C'est ce paradoxe qu'il s'agit de comprendre : le terme de mondialisation
désigne un processus étrange dont la réalisation
progresse sur deux voies opposées : soit on est pour, soit
on est contre.
Les adversaires de la mondialisation font bien plus que partager avec
ses adeptes les moyens de communication mondiaux. Ils opèrent
également sur la base de droits mondiaux, de marchés
mondiaux, de mobilité mondiale, de réseaux mondiaux.
Ils pensent et agissent à partir de catégories globales
auxquelles leurs actes procurent une attention et une publicité
globales. Que l'on songe, par exemple, à la précision
avec laquelle les terroristes du 11 septembre ont mis en scène
leur opération à New York, catastrophe et massacre formatés
pour une télédiffusion en direct.
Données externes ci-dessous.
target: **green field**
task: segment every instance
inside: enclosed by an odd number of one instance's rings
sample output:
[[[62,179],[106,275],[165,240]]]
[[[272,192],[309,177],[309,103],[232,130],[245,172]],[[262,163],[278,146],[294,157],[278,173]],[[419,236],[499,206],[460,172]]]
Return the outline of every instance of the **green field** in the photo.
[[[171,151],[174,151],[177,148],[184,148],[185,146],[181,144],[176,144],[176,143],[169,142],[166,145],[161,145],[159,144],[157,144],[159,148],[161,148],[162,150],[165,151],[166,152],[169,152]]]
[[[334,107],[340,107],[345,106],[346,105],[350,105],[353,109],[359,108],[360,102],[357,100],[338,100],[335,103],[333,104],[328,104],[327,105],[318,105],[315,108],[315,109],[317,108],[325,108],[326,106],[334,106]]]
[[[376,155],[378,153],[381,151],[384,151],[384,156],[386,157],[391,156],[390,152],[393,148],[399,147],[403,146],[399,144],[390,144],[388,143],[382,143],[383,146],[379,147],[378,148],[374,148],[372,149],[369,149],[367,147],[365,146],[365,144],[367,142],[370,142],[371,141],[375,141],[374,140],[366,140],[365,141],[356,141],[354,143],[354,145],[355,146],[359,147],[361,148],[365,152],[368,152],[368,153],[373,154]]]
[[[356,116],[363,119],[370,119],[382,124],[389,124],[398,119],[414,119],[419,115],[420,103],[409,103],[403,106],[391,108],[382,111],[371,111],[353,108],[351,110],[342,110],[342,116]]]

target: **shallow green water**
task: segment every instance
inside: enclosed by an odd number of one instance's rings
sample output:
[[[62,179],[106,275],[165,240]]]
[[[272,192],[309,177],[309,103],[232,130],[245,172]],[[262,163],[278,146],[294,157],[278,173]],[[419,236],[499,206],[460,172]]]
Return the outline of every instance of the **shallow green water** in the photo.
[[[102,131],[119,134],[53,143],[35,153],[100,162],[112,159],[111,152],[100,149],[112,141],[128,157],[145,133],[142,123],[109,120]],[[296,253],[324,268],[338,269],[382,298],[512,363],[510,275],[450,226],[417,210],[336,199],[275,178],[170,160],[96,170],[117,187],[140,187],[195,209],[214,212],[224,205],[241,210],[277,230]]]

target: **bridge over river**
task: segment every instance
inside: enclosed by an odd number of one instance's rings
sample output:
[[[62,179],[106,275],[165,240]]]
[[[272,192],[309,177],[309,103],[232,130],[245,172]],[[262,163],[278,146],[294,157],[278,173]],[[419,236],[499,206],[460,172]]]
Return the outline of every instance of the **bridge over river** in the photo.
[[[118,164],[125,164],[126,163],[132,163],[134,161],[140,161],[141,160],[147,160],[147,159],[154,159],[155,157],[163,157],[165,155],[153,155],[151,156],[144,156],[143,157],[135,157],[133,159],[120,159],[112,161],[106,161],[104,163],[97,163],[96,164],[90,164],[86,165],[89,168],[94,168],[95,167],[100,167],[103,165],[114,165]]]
Ils pouvaient compter
sur le fait que la destruction de la deuxième tour par un avion
de passagers transformé en fusée humaine serait retransmise
"live" dans le monde entier par les caméras de télévision
maintenant omniprésentes.
Faut-il pour autant tenir la mondialisation pour la cause des attaques
terroristes ? S'agit-il même, éventuellement, d'une réponse
compréhensible au rouleau compresseur néolibéral
qui, de l'avis de ses critiques, cherche à laminer jusqu'au
dernier recoin de la planète ? Non, ce sont là des inepties.
Aucune mondialisation, aucune idée abstraite, aucun Dieu ne
sauraient justifier ou excuser ces attaques. La mondialisation est
un processus ambivalent qu'on ne peut faire revenir en arrière.
Les Etats plus petits et plus faibles, justement, renoncent à
leur politique d'autarcie nationale et revendiquent l'accès
au marché mondial. Que lisait-on à la une d'un grand
quotidien ukrainien lors de la visite officielle du chancelier allemand
? "Nous pardonnons aux croisés et attendons les investisseurs.."
Car s'il est une chose pire que d'être envahi par les investisseurs
étrangers, c'est bien de ne pas l'être.
Il reste cependant nécessaire d'associer la mondialisation
économique à une politique cosmopolite. A l'avenir,
la dignité des hommes, leur identité culturelle, l'altérité
du prochain devront être prises davantage au sérieux.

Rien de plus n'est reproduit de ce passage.